The bottom fishing should improve this month as the current slows down. The 36 and 50 fathom lines should produce some good catches of squire, snapper, pearl perch and a few pig fish and kingies. Jigging is another good option in this area. In closer, fishing live baits at night should see a few mulloway caught on the 18 and 20 fathom lines, while berleying and fishing light line and floating baits should produce a feed of snapper at dawn and dusk.


May is a month of transition in the estuaries, and as the first cooler westerlies start to blow the water temperature drops a bit, and a lot of spawning species will start to migrate towards the entrances of the Seaway and Jumpinpin. Drifting live baits or fishing deep soft plastics will produce mulloway, tailor and a few flathead in the deeper water. There are often quite a few big mangrove jacks in the Seaway in May. Small live baits fished in the wash at the end of the north wall of the Seaway can produce some great fish at times. As soon as you get a bite, strike hard and keep the fish coming towards you as they will get back into the rocks in a flash if you don’t control the fight.

Whiting should be in good numbers in the Nerang and Pimpama Rivers this month. Small shrimp, worms and yabbies all produce some good fish and there should be a few big ones over 38cm on offer this month as well.
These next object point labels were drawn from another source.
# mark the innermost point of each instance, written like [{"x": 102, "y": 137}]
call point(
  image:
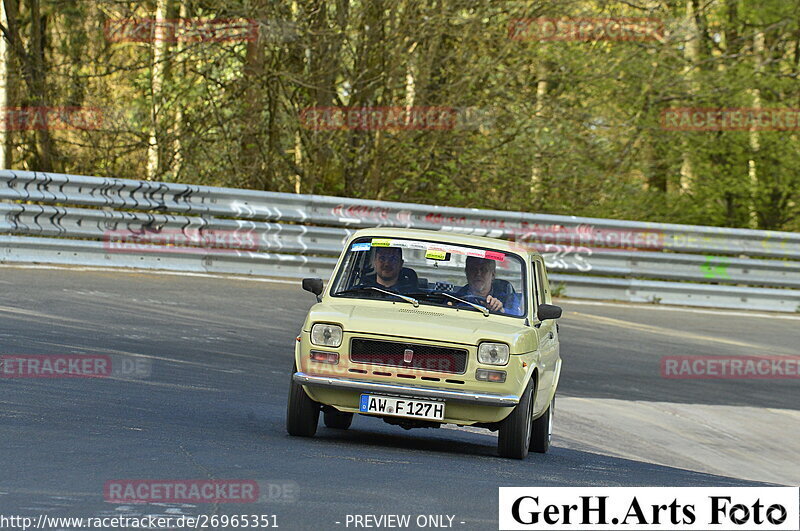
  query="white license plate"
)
[{"x": 402, "y": 407}]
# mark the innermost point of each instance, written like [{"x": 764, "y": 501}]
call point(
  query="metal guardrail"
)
[{"x": 289, "y": 235}]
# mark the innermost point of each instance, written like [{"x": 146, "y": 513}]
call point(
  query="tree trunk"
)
[
  {"x": 39, "y": 89},
  {"x": 253, "y": 109},
  {"x": 5, "y": 67},
  {"x": 154, "y": 160}
]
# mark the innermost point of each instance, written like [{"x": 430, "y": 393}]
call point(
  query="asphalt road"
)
[{"x": 218, "y": 353}]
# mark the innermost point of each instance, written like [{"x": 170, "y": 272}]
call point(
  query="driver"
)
[
  {"x": 388, "y": 266},
  {"x": 480, "y": 274}
]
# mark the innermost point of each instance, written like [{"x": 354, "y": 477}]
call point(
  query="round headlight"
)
[
  {"x": 326, "y": 335},
  {"x": 493, "y": 353}
]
When small prawns are around catching whiting on surface lures is another good option. Work water about half to one metre deep on the top of the yabby flats, and make sure you work your lures fast. The Bassday Sugar Pen is my personal favourite whiting surface lure. It is amazing how aggressive these fish can be when chasing a lure. While we don’t tend to get the numbers of whiting on lures that are caught on bait, it is an exciting and challenging way to fish.
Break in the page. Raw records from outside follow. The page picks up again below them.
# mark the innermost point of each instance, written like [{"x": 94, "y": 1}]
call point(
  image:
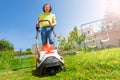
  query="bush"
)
[{"x": 5, "y": 45}]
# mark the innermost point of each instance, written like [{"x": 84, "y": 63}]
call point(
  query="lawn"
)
[{"x": 98, "y": 65}]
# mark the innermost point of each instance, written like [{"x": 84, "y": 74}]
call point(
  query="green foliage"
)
[
  {"x": 8, "y": 61},
  {"x": 71, "y": 41},
  {"x": 27, "y": 52},
  {"x": 5, "y": 45}
]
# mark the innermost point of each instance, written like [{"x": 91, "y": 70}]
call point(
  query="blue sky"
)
[{"x": 18, "y": 17}]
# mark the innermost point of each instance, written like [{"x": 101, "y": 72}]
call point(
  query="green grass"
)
[{"x": 99, "y": 65}]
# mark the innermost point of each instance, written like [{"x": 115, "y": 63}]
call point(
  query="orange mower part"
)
[{"x": 48, "y": 48}]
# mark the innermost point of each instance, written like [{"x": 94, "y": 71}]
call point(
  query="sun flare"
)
[{"x": 114, "y": 5}]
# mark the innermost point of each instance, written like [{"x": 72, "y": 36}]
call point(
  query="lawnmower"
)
[{"x": 49, "y": 62}]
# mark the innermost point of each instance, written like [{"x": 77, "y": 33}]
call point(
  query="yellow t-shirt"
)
[{"x": 51, "y": 17}]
May is the first month of the year where I start to target flathead. In general the fish are small, between 40 and 55cm in the main, but they become a lot more active as the water temperature start to cool. Soft plastics, soft vibes, metal vibes, and trolling small hardbodies are all effective methods. The central part of the Broadwater, from Crab Island north to Tippler’s Passage, is generally a pretty reliable spot in May. There are also quite a lot of big bream as by-catch at this time of year. Flathead fishing is highly dependent on water quality. If the water is clean and clear the fishing is generally good. When it is dirty, particularly in northerly winds, the fishing tends to be quite poor.

There can be some very good spinning in May for species such as tailor, small queenfish and trevally, around the Seaway. The key is to have an early morning high tide and a clean run in tide. There are generally some big schools of white pilchards in the Seaway in May and these bring in the predators. 20-30gm Lazers are deadly when cast from light high-speed threadline outfits.

Overall, May is a good month to fish the Gold Coast and is a transition month between more tropical species and the traditional winter fish. With the big bait schools in the estuaries and inshore reefs it should offer some reliable fishing when the weather is favourable.